All of lore.kernel.org
 help / color / mirror / Atom feed
* [PATCH nf v3 1/1] bridge: br_netfilter: pin bridge device while NFQUEUE holds fake dst
@ 2026-06-04 17:32 Ren Wei
  2026-06-04 23:36 ` Florian Westphal
  0 siblings, 1 reply; 2+ messages in thread
From: Ren Wei @ 2026-06-04 17:32 UTC (permalink / raw)
  To: netfilter-devel
  Cc: pablo, fw, phil, yuantan098, yifanwucs, tomapufckgml, bird,
	royenheart, n05ec

From: Haoze Xie <royenheart@gmail.com>

The bridge netfilter fake rtable is embedded in struct net_bridge and is
attached to bridged packets with skb_dst_set_noref(). If such a packet is
queued to NFQUEUE, __nf_queue() upgrades that fake dst with
skb_dst_force().

At that point the queued skb can hold a real dst reference after bridge
teardown has started.
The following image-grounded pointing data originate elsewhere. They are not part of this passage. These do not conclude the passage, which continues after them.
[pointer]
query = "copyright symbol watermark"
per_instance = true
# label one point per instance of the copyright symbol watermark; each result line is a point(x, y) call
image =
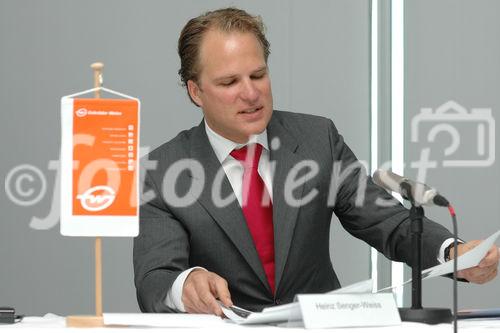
point(25, 185)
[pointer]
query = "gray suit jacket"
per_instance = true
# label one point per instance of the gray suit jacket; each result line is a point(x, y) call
point(174, 238)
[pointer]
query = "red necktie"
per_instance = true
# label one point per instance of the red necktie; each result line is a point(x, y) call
point(257, 207)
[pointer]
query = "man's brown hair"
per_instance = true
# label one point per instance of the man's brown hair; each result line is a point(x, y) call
point(225, 20)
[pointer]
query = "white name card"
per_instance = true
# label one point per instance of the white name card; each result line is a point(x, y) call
point(348, 310)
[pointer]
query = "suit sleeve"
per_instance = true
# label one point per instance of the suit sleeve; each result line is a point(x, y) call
point(360, 208)
point(161, 251)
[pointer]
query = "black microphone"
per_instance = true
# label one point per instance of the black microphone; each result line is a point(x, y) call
point(419, 193)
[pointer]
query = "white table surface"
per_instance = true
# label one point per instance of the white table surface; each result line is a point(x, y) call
point(54, 323)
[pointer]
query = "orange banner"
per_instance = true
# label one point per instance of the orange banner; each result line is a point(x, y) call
point(105, 148)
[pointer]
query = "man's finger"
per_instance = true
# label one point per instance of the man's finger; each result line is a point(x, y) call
point(491, 258)
point(191, 300)
point(209, 301)
point(221, 291)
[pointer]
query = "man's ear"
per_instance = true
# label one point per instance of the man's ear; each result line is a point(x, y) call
point(194, 92)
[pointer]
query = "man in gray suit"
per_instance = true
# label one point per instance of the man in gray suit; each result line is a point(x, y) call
point(200, 242)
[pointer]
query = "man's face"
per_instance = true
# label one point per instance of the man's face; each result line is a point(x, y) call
point(234, 89)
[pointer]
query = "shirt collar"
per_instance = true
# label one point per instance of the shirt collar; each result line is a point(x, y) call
point(223, 147)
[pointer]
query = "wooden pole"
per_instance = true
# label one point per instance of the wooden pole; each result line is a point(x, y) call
point(97, 67)
point(97, 320)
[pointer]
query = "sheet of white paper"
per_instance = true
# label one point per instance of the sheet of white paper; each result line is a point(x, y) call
point(361, 287)
point(163, 320)
point(467, 260)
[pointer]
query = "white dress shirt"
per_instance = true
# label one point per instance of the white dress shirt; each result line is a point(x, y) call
point(234, 172)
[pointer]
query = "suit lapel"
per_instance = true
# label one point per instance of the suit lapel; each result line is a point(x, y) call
point(230, 217)
point(284, 215)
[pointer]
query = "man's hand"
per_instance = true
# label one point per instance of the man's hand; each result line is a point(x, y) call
point(486, 270)
point(201, 291)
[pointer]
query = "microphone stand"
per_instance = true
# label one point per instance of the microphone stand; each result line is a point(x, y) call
point(417, 313)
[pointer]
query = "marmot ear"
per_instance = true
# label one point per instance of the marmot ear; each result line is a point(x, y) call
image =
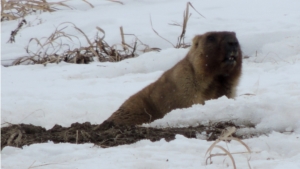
point(196, 40)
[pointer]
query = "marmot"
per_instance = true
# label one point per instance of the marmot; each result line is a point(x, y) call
point(211, 69)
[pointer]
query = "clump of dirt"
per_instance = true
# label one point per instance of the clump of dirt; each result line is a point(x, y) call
point(18, 135)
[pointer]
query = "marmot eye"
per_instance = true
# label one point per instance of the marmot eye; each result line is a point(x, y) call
point(211, 38)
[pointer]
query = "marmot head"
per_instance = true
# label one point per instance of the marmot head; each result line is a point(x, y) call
point(219, 53)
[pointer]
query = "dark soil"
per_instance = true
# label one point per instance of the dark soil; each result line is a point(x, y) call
point(18, 135)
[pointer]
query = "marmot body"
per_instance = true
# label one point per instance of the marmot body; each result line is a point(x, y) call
point(211, 69)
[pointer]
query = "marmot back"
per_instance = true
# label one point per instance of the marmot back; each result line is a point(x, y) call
point(211, 69)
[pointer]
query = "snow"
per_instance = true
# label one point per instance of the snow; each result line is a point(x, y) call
point(268, 94)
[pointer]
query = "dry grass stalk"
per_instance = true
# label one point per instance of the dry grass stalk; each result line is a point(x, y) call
point(180, 40)
point(14, 9)
point(14, 32)
point(226, 136)
point(54, 49)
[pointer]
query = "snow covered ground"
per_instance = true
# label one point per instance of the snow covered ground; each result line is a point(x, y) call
point(268, 95)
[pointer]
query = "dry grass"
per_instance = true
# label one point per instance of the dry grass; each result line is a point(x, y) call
point(226, 136)
point(180, 40)
point(14, 32)
point(57, 47)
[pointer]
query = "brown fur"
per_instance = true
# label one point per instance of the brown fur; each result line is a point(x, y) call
point(205, 73)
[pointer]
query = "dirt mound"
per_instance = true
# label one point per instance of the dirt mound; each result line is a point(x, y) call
point(18, 135)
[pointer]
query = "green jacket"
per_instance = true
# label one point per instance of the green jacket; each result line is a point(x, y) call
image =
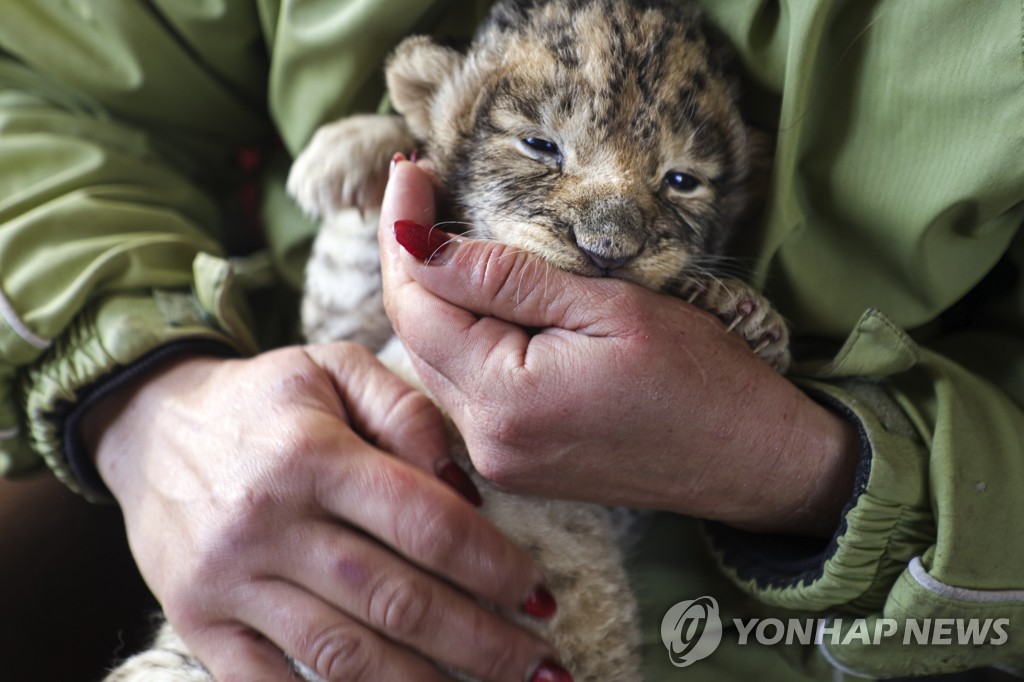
point(894, 223)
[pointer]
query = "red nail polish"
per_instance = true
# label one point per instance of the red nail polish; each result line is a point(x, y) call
point(453, 474)
point(424, 243)
point(549, 671)
point(395, 160)
point(541, 604)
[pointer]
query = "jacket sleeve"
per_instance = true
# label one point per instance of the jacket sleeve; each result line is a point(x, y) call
point(117, 171)
point(114, 150)
point(896, 224)
point(108, 251)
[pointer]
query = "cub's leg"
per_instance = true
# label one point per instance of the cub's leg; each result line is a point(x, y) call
point(340, 177)
point(168, 661)
point(749, 313)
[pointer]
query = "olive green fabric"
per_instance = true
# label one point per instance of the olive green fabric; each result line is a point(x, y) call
point(898, 187)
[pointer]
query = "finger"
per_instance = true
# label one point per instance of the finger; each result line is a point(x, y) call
point(382, 408)
point(408, 605)
point(332, 645)
point(485, 278)
point(427, 522)
point(233, 652)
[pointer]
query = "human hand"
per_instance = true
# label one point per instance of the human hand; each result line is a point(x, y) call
point(267, 513)
point(600, 390)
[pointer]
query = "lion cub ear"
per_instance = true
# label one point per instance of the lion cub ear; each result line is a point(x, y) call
point(415, 72)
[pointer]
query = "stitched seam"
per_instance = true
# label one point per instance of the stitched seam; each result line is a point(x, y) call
point(935, 586)
point(18, 326)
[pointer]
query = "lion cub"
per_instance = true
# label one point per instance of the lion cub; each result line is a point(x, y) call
point(603, 135)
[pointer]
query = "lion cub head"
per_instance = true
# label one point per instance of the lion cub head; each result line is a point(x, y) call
point(602, 134)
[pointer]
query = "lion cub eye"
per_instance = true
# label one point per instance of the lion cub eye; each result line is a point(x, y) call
point(681, 181)
point(541, 150)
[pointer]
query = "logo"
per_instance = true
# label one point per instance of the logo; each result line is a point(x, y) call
point(691, 631)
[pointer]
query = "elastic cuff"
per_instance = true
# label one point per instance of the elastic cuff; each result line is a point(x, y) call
point(68, 415)
point(123, 333)
point(884, 524)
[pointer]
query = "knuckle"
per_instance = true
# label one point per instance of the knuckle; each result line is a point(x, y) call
point(401, 607)
point(435, 535)
point(341, 653)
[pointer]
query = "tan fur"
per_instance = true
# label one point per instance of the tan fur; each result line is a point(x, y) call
point(631, 93)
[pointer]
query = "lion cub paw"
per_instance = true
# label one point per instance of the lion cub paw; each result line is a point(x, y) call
point(345, 165)
point(749, 313)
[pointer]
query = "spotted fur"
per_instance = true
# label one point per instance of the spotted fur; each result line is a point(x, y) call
point(640, 168)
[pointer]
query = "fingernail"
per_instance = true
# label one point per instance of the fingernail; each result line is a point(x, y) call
point(398, 157)
point(540, 604)
point(549, 671)
point(424, 243)
point(453, 474)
The problem is not that every bridged packet needs
its own dst reference. The problem is that NFQUEUE can keep the bridge
private fake dst alive after unregister begins.
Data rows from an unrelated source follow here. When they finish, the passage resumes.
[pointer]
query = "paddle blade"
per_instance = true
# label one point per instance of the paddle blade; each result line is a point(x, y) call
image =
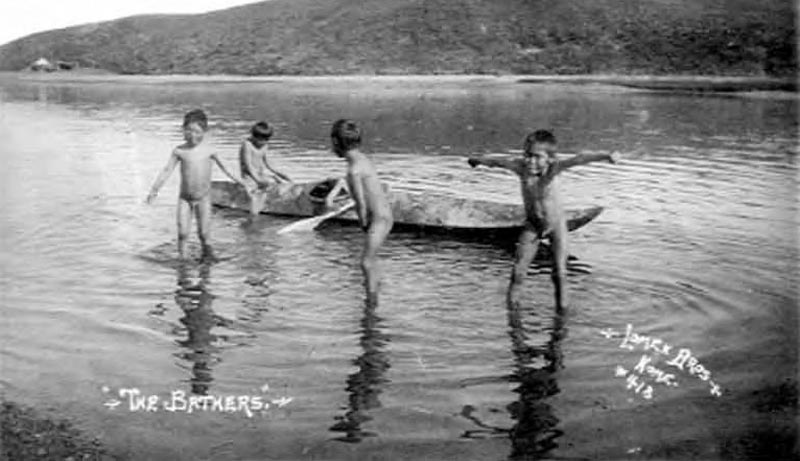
point(310, 224)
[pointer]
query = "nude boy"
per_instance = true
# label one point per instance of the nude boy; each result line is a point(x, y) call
point(255, 168)
point(372, 206)
point(538, 171)
point(194, 199)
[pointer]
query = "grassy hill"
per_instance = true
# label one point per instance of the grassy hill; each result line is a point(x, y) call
point(719, 37)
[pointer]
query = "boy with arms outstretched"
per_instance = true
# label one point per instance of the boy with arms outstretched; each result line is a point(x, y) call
point(373, 209)
point(195, 160)
point(538, 171)
point(257, 173)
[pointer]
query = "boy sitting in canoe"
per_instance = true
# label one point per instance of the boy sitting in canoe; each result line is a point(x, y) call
point(196, 160)
point(255, 167)
point(373, 208)
point(538, 170)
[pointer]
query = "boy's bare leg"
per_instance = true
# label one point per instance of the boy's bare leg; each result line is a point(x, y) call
point(184, 217)
point(527, 245)
point(376, 235)
point(203, 210)
point(558, 240)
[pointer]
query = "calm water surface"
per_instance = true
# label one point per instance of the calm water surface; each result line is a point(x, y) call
point(697, 246)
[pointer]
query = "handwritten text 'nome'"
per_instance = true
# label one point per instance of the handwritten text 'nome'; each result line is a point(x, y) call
point(648, 371)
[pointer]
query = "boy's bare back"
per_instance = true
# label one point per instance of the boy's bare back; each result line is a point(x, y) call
point(196, 164)
point(361, 175)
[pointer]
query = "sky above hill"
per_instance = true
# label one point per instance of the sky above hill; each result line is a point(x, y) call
point(19, 18)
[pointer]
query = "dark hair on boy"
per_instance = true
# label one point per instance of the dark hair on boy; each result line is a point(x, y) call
point(346, 134)
point(539, 136)
point(262, 131)
point(196, 116)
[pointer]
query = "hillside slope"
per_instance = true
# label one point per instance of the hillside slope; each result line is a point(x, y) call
point(721, 37)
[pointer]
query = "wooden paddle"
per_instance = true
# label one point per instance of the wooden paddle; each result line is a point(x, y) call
point(310, 224)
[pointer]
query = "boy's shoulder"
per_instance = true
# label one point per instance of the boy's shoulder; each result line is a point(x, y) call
point(199, 149)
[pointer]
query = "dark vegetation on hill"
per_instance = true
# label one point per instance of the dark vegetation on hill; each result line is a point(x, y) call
point(715, 37)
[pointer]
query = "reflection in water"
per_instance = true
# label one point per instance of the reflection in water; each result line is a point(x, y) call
point(199, 318)
point(536, 430)
point(364, 385)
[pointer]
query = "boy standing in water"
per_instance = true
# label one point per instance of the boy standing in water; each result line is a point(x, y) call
point(373, 208)
point(255, 168)
point(538, 171)
point(195, 160)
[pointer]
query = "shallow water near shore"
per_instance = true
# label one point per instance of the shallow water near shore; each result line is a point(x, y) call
point(697, 247)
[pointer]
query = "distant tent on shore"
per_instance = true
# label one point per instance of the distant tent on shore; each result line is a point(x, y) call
point(42, 64)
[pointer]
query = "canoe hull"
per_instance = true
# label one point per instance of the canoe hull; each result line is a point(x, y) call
point(409, 209)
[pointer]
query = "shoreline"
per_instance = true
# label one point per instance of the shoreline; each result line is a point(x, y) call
point(30, 434)
point(692, 83)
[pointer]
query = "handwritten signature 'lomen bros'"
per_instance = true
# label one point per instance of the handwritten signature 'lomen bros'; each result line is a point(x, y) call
point(682, 360)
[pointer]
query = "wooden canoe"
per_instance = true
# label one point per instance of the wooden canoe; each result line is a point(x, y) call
point(411, 210)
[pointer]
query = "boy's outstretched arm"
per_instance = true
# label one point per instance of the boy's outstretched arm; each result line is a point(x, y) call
point(583, 159)
point(225, 170)
point(491, 162)
point(162, 177)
Fix this by keeping the bridge fake dst model unchanged and pinning the
bridge master device only while the packet sits in NFQUEUE. Record the
bridge device in nf_queue_entry when the queued skb carries a bridge fake
dst, take a device reference for the queue lifetime, and drop it when the
queue entry is freed.

This keeps netdev_priv(br->dev) alive until verdict completion, so the
embedded fake rtable and its metrics backing storage cannot be freed out
from under dst_release(). It also avoids the constant refcount bump and
avoids using ipv4-specific dst helpers for IPv6 bridge traffic.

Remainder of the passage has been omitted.